A Complete Unknown, which is a line from the song of Dylan’s “outrageous” for folk fans, electric breakthrough, “Like a Rolling Stone”, in the director’s intentions partly refers to the enigmatic nature of a character who has always held to hide the true essence of the person Robert Zimmerman. Bob Dylan in a certain sense is partly an alter ego with an adventurous life built, especially at the beginning, on the sound of sensational lies, such as the one revealing a great fantasy, which sees him spending his adolescence working in a circus. A rather widespread custom in the world of entertainment and music of those and previous years, so much so that many biographies of those we now consider great stars mix abundant doses of fantasy with reality.
But Mangold’s story focuses not only on Dylan who does not reveal himself even in the domestic intimacy built with his partner and muse Silvye, but on his art. The film is in fact a musical film, dotted with a large number of Dylan’s best-known songs, appropriately translated into Italian, given that we are not only talking about a singer-songwriter, but also about a future Nobel Prize winner for Literature. The greatest mystery, in this story of Dylan’s life, is precisely that of the obsession that arises in those who decide to follow their talent, their genius, their daimon. The ancients already supported it: we all have one, but few people decide to embrace it, nourish it and follow it, because once this decision is made, life changes in the direction of total fullness, which always costs a lot. The young Dylan recognizes his talent, embraces it and makes it his obsession and his prison.

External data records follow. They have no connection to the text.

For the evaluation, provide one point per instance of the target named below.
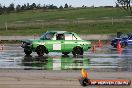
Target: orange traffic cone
(119, 46)
(94, 48)
(99, 44)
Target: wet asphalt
(106, 58)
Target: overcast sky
(74, 3)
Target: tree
(126, 5)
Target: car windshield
(47, 36)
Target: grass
(30, 22)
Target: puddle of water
(105, 59)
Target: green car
(56, 41)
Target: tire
(123, 45)
(27, 52)
(40, 50)
(77, 51)
(84, 82)
(65, 53)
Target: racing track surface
(106, 58)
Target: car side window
(60, 37)
(70, 37)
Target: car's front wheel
(40, 50)
(77, 51)
(65, 53)
(27, 52)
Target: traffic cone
(1, 47)
(99, 44)
(94, 48)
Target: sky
(74, 3)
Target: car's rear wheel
(77, 51)
(65, 53)
(27, 52)
(40, 50)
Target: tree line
(19, 8)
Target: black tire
(27, 52)
(65, 53)
(40, 50)
(77, 51)
(123, 45)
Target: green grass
(31, 27)
(100, 28)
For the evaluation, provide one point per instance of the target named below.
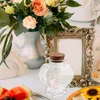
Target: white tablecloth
(31, 79)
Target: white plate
(82, 19)
(38, 97)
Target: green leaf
(42, 31)
(8, 48)
(72, 3)
(19, 28)
(4, 18)
(2, 38)
(12, 20)
(51, 31)
(21, 5)
(49, 20)
(2, 32)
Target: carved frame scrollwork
(87, 36)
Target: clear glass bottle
(56, 75)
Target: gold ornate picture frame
(87, 37)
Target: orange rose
(39, 7)
(29, 22)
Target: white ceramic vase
(32, 51)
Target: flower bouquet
(46, 16)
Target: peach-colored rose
(16, 1)
(39, 7)
(29, 22)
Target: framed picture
(77, 45)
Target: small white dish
(83, 19)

And when his talent requires him to go in a stubborn and contrary direction, he does it, because he has to. It is no coincidence that, in the environment that openly challenges, the one who understands and indeed supports his risky turn is another unfortunate artist chained to his talent, Johnny Cash. And also, in the end, Joan Baez, friend, colleague, lover, rival but still also lit by the same fire. A Complete Unknown is the story of a young man who follows his genius and what is urgent for his time and, in doing so, faces criticism, insults and criticism from the same people who applaud the first time they hear “The times they Are a-changin.” People who evidently hope that times will change, but only if they change according to their rules, in the direction they intend.
The young Dylan instead chooses it himself and, as Johnny Cash tells him at a certain point, “makes a mess”, taking risks and taking the path that is ahead of his time and illuminating it for everyone else, as is the duty of every inspired artist, whether young or old. And it is also in this message that the heart of this beautiful film beats.